Enjeux géopolitiques et de souveraineté

Au-delà des aspects techniques, le développement de cette capacité industrielle au Maroc pose la question de la souveraineté des États ouest-africains dans le secteur extractif. En effet, la dépendance aux fournisseurs étrangers pour des équipements stratégiques comme les canalisations peut fragiliser la maîtrise des chaînes d'approvisionnement, surtout en période de tensions géopolitiques ou de crises. Plusieurs pays de la région, à l'instar du Mali ou du Burkina Faso, ont récemment révisé leurs codes miniers pour accroître la part locale et renforcer le contrôle étatique, mais la capacité de production locale reste faible. Le Maroc, avec son tissu industriel en expansion, devient un intermédiaire incontournable, ce qui peut à la fois faciliter les projets et créer une nouvelle forme de dépendance. Parallèlement, cet investissement s'inscrit dans une logique d'intégration régionale promue par la CEDEAO, qui vise à créer un marché commun des biens et services. La présence d'Amiblu Maroc pourrait ainsi être vue comme un exemple de coopération Sud-Sud, où un pays nord-africain contribue au développement des infrastructures ouest-africaines. Toutefois, cette dynamique n'est pas sans susciter des interrogations sur l'équilibre des bénéfices : le Maroc capte une part de la valeur ajoutée, tandis que les pays miniers continuent d'exporter des matières premières peu transformées.

Un signal pour l'avenir de l'industrie régionale

L'inauguration de cette ligne de production par Amiblu Maroc n'est pas un événement isolé. Elle intervient dans un contexte où plusieurs pays d'Afrique de l'Ouest cherchent à diversifier leurs économies et à réduire leur dépendance aux importations. La demande en infrastructures hydrauliques et minières est appelée à croître, portée par les investissements dans les barrages hydroélectriques (comme Souapiti en Guinée) et l'exploitation de nouvelles mines. La capacité d'Amiblu à répondre à cette demande avec des produits fabriqués localement au Maroc, plutôt que d'importer d'Europe ou d'Asie, pourrait inciter d'autres industriels à suivre cette voie. Cela renforce l'idée d'un pôle industriel émergent en Afrique du Nord, dont les retombées peuvent se diffuser vers le sud. Cependant, cette vision optimiste doit être nuancée par les défis logistiques, douaniers et réglementaires qui persistent au sein de la région. L'efficacité de ce modèle dépendra de la capacité des pays ouest-africains à faciliter les échanges et à créer un environnement favorable aux investissements.
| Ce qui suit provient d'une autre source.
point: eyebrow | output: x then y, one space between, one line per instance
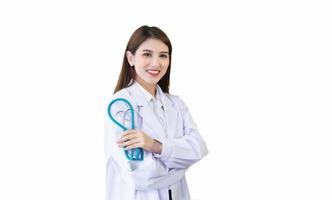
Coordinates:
152 51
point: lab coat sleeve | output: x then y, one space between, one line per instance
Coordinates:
187 147
150 173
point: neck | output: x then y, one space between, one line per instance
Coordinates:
148 87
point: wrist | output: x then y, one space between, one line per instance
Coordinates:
157 147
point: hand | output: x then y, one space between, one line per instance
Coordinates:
131 139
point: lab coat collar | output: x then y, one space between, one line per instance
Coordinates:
147 113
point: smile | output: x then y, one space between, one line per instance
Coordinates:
153 72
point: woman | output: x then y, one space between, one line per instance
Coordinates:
164 128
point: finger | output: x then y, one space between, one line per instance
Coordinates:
129 142
128 137
128 132
133 146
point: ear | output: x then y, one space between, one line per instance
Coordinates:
130 58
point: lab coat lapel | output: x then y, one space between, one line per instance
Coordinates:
146 111
170 112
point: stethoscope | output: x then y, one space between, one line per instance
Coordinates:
132 154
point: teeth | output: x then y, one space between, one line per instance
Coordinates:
153 71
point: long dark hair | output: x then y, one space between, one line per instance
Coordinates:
137 38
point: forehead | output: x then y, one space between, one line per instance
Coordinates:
153 45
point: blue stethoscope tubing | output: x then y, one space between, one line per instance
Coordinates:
132 154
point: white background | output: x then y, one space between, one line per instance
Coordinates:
256 76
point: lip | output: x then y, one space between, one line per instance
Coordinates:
153 72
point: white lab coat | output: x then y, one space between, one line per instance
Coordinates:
151 178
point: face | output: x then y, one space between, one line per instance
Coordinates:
151 61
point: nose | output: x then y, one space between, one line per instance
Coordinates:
155 61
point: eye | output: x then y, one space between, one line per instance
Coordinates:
147 54
164 55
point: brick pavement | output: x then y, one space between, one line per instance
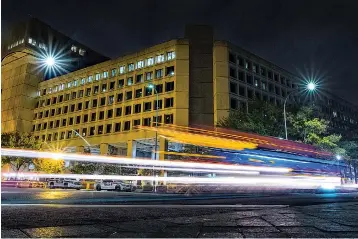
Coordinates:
314 221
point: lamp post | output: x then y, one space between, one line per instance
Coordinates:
151 86
310 87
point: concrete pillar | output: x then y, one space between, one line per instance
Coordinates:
131 148
80 149
103 148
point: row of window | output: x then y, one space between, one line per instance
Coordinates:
137 108
120 97
169 71
108 128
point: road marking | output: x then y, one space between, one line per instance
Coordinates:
145 206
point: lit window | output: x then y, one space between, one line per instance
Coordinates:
82 52
74 48
170 55
122 69
150 61
159 58
130 67
140 64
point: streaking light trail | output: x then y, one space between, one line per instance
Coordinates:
273 181
136 161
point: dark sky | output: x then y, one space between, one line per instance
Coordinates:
314 37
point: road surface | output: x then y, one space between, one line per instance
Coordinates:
66 213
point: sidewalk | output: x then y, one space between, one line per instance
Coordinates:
314 221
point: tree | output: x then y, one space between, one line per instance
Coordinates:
49 165
262 118
19 141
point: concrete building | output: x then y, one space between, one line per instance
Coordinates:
193 81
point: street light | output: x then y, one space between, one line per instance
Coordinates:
311 86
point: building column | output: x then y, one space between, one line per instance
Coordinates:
103 148
131 149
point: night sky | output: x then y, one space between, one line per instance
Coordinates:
314 37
L'investissement d'Amiblu Maroc illustre la manière dont l'industrialisation nord-africaine peut répondre aux besoins des secteurs extractifs ouest-africains, en particulier celui de l'or. Mais il soulève aussi des questions sur la répartition des bénéfices et la souveraineté des États miniers. Alors que la demande en eau et en infrastructures minières continue de croître, la région doit trouver un équilibre entre l'attraction d'investissements étrangers et le développement de ses propres capacités industrielles. L'avenir montrera si cette dynamique favorise une intégration régionale plus poussée ou si elle renforce des déséquilibres existants.